Puedes creer que necesitarías volver a nacer para conocer la pureza y que te tomará otra vida o más el actuar y reaccionar de manera pura, pero si haces tu meta en esta vida el alcanzar un nivel de pureza tan alto como puedas con la sabiduría y amor que tienes justo ahora, estarás dando el más grande de los saltos a tu despertar. |
Mi padre, en sus últimas dos semanas de vida, dijo que su mayor deseo era ser puro, tan puro como fuera posible, esto fue hace 10 años. Estuve con él en sus últimas dos semanas de vida, en su lecho de muerte él estaba tan vivo a pesar de estar tan cansado por todas las dolencias físicas, enfermedades y pena.
Su mente era tan clara como el agua más pura y tuvimos muchas charlas en las mañanas y tardes sobre la vida y lo que es importante.
Cuando él mencionó la palabra “pureza”, resonaba profundamente en mi alma y descubrí que esto se ha convertido en una noción que sobresale como lo más importante para mi.
Se ha convertido en algo sagrado o bendito para mi, en el viejo sentido de la palabra, definido como un todo, inmaculado, saludable, feliz y completo.
Hay momentos preciosos en la vida cotidiana que son sagrados exactamente porque no me pertenecen a mi. Están ahí para que yo los disfrute, juegue con ellos, y entonces me muevo al siguiente momento en una nueva danza, un nuevo juego.
A través de la Ascensión yo me he vuelto consciente de la parte pura, inalterada, que no enjuicia, de mi verdadera naturaleza, dónde yo no interpreto, dónde no pido que nada satisfaga mi ego, no me culpo a mi ni a otros; la pureza de esta esencia se vuelve más llena y rica en cada momento que pongo mi atención en ello. Hay un movimiento inalterable hacia la quietud pura y entonces puedo observar lo que ocurre dentro de mi, pensamientos y emociones de una fuente en un estado neutral.
La pureza del momento es real, verdadera, no impone límites en la experiencia del momento, puede ser satisfactoria o puede ser difícil, pero tu relación con el momento no está atada o vinculada ni a la plenitud ni a la dificultad. La reacción con el momento no es de manipulación ni miedo, ni de conflicto o resistencia. Es simple, en ocasiones muy amorosa y gozosa, y muy muy pacífica.
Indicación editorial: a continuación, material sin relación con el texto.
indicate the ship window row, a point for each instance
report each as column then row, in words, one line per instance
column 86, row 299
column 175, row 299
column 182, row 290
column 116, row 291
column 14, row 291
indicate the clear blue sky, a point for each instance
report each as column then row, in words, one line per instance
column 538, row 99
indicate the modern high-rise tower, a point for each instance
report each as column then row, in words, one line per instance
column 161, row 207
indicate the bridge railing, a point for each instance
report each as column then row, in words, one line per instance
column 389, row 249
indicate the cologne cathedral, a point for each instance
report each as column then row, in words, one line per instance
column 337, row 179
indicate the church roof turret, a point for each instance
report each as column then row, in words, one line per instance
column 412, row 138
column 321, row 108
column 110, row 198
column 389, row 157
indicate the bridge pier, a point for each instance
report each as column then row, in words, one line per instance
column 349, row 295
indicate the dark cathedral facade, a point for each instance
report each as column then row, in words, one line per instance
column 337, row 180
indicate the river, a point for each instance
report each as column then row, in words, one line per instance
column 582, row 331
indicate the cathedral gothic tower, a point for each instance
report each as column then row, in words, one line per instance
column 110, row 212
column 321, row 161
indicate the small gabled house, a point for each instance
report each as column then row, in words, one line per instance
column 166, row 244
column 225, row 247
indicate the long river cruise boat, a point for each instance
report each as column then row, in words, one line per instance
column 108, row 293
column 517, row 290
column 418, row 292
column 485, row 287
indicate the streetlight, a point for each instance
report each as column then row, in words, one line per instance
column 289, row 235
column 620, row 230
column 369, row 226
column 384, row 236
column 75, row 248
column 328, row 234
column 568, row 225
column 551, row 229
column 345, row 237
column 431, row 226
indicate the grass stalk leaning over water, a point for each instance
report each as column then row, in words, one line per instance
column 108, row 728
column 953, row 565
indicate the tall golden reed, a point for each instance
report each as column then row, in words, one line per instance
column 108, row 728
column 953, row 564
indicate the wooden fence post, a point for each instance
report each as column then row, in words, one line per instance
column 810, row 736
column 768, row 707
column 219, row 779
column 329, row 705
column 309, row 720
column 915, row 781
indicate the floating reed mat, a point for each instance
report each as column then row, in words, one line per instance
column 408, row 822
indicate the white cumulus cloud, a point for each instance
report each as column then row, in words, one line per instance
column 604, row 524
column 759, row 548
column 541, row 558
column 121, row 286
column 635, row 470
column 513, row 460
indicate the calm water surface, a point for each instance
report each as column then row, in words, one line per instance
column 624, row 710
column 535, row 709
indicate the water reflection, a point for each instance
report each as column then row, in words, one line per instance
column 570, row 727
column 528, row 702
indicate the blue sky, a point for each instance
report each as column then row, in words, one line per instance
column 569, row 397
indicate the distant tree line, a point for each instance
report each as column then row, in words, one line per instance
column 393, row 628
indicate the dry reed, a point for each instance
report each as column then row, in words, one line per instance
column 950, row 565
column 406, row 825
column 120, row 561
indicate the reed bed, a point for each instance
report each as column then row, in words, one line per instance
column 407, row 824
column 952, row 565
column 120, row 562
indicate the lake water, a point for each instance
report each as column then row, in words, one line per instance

La pureza de este momento es sin-yo (sin propiedad), no está atada ni restringida por ningún deseo por “mi” parte para cambiar o alterar su curso. Es como un río, un flujo eterno de agua, incesante en su propia dirección, cristalina, completamente abierta y completa.
La pureza del momento no carece de nada, es dulce, sincera, y no requiere para nada de “mi”. Moverte libremente en la pureza, sin caer, sin caer, como una espiral que danza hacia arriba hacia las nubes y más allá de las estrellas, hacia afuera pero siempre moviéndose, siempre danzando dentro.